# Pneumocystis carinii: Macrophage & Epithelial Activation

> **NIH NIH R01** · MAYO CLINIC ROCHESTER · 2020 · $397,500

## Abstract

ABSTRACT: Pneumocystis pneumonia (PCP) remains a serious complication of AIDS.1-5 Pc thrives during
impaired lymphocytic immunity, leading to respiratory failure.3,6-8 To better understand host responses during
CD4 deficiency, we studied host innate immunity in PCP, demonstrating central roles for alveolar macrophages
(AMS) in Pc clearance.9 We also defined activity of Pc associated inflammation from AMS and alveolar
epithelial cells (AECs) leading to respiratory impairment.10,11 Interactions of Pc β-glucans with the C-Type
Lectin Receptor (CLR) Dectin-1 and interactions of Pc MSG with the CLR Mincle initiate clearance of Pc, but
also trigger damaging lung inflammation.4,12-16 Understanding mechanisms to restore balance between Pc
clearance and inflammation holds potential benefit for treating severe PCP. Since the last submission, we have
compelling new data demonstrating central roles across the CLR family during PCP both in CD4 depleted and
in immunocompetent hosts using CARD9-/- mice.
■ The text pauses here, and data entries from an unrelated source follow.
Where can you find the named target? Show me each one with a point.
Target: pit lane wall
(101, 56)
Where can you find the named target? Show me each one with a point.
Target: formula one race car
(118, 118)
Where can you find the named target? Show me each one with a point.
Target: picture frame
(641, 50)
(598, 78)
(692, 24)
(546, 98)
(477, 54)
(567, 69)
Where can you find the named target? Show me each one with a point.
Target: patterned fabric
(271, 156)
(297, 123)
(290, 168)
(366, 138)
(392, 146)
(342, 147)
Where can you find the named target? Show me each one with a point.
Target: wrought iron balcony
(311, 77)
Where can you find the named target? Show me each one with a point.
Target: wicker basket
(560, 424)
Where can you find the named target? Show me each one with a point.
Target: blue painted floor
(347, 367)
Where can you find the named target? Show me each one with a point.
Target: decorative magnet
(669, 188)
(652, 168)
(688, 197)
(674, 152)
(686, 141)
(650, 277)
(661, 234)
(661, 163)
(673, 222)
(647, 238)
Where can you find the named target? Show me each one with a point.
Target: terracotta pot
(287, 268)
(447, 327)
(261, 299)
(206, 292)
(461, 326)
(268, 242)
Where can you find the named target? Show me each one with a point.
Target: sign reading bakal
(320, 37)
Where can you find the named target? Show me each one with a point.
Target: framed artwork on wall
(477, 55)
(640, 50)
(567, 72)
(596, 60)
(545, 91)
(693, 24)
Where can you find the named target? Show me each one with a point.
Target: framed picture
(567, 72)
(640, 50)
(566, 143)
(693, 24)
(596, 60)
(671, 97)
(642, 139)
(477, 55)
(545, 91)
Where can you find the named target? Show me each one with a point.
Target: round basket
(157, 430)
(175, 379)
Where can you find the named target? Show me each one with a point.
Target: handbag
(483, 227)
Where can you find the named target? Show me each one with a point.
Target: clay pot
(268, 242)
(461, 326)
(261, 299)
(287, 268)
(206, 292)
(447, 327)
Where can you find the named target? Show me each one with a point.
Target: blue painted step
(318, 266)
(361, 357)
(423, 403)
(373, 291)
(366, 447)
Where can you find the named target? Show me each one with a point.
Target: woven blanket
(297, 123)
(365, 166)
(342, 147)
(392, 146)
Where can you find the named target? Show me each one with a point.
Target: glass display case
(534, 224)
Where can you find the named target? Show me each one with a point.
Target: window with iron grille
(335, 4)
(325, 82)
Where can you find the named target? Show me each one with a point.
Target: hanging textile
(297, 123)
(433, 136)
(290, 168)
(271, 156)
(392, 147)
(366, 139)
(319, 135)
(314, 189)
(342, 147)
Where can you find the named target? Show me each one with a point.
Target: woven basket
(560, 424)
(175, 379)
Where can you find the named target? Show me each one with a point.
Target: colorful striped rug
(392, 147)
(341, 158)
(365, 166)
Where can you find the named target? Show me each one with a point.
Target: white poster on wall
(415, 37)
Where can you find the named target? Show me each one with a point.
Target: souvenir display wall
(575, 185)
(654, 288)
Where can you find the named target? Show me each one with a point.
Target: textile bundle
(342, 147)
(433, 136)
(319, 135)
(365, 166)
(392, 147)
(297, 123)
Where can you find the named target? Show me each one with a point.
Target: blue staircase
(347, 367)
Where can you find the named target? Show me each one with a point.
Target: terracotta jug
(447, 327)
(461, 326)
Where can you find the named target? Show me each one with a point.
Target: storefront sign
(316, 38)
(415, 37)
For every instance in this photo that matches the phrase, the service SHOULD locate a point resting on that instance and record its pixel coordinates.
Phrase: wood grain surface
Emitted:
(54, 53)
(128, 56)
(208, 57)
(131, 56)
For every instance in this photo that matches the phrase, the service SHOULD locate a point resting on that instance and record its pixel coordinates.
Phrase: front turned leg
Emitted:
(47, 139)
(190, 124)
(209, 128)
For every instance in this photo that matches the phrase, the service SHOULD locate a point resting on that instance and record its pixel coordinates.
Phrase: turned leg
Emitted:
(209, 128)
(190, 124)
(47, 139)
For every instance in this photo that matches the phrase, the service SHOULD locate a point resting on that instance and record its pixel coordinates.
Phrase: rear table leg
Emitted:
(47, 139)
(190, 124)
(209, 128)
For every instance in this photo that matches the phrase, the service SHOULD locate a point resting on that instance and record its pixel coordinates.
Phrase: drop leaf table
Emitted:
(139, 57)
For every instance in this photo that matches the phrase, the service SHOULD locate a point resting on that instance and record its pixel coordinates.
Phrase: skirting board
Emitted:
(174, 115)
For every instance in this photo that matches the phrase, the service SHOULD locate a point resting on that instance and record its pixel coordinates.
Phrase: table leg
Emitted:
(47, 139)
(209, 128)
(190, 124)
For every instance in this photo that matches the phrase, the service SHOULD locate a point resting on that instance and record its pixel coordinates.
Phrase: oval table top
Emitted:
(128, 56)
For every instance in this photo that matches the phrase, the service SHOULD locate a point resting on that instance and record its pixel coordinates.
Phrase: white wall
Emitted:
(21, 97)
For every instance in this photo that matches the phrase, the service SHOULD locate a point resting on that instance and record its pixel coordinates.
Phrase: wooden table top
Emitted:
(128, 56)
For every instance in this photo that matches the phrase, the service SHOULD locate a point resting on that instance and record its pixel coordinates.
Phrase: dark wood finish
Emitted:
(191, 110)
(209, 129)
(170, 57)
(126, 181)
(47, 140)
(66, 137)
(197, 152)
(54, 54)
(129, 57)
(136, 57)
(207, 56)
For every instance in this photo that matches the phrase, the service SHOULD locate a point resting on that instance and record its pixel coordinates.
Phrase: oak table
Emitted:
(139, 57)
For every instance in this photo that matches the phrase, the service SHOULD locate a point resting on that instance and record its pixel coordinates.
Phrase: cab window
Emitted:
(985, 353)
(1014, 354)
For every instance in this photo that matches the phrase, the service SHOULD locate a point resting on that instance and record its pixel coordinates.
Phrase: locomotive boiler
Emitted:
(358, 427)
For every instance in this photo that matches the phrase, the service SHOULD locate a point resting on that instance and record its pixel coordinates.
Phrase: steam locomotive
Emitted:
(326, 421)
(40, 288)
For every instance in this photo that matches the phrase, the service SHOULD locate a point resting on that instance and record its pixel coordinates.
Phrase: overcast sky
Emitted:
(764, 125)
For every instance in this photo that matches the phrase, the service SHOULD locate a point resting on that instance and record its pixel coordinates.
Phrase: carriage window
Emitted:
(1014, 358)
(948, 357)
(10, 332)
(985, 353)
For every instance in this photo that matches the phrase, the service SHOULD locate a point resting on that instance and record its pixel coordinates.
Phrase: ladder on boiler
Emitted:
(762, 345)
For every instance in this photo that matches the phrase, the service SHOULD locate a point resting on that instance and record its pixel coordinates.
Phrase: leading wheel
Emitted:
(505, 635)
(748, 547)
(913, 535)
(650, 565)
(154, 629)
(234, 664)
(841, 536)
CARD9, a Caspase Recruitment Domain (CARD) adaptor
protein, is the central molecule through which Dectin-1, Mincle, and other CLRs signal.17 Hence, CARD9-/- mice
exhibit a deficiency of most CLR immunity. Notably, CD4-deficient CARD9-/- mice had impaired killing of Pc,
with markedly greater Pc burdens and concurrently a dramatic reduction of inflammation compared to wild-type
mice. Immune competent CARD9-/- mice also had significantly impaired Pc clearance. Despite this phenotype,
the molecular events mediated by CARD9 during PCP are unknown. We hypothesize that impairment of
CARD9, a central regulator of major CLR function, leads to broad deficiency critical for Pc clearance
and inflammatory responses. This will be addressed through three independent but interrelated Aims. In Aim
1, we will evaluate the role of CARD9 in driving Pc clearance and inflammation following interactions with Pc.
We will study uptake and killing of Pc, cytokine release, polarization of macrophages, and the cell signaling
mechanisms in CARD9-/- versus wild type AMS, AECs and dendritic cells. Next, in Aim 2, we will determine
the impact of CARD9 on Pc clearance, inflammation, and mortality in immune competent and CD4 deficient
CARD9-/- mice during PCP. We will examine the major causes of lethality during PCP, namely Pc burden and
lung inflammation by performing kinetic studies of Pc-infected CARD9-/- mice using both CD4 depleted and
immunocompetent mice. Finally, in Aim 3, we will explore cell based treatments targeting CARD9 as
adjunctive therapies for PCP. While cell based treatment strategies are not needed for mild to moderate PCP,
such therapies may be beneficial in addition to antibiotics in severe PCP with mortality over 80%.5,18 We have
demonstrated that transfer of M2 polarized macrophages during PCP signficantly enhances Pc clearance and
improves lung inflammation.19 Therefore, we will test the utlility of macrophages driven to overexpress CARD9
and CLR as adjuctive therapy dur...

## Key facts

- **NIH application ID:** 9840922
- **Project number:** 5R01HL062150-27
- **Recipient organization:** MAYO CLINIC ROCHESTER
- **Principal Investigator:** ANDREW H LIMPER
- **Activity code:** R01 (R01, R21, SBIR, etc.)
- **Funding institute:** NIH
- **Fiscal year:** 2020
- **Award amount:** $397,500
- **Award type:** 5
- **Project period:** 1993-07-10 → 2022-12-31

## Primary source

NIH RePORTER: https://reporter.nih.gov/project-details/9840922

## Citation

> US National Institutes of Health, RePORTER application 9840922, Pneumocystis carinii: Macrophage & Epithelial Activation (5R01HL062150-27). Retrieved via AI Analytics 2026-05-22 from https://api.ai-analytics.org/grant/nih/9840922. Licensed CC0.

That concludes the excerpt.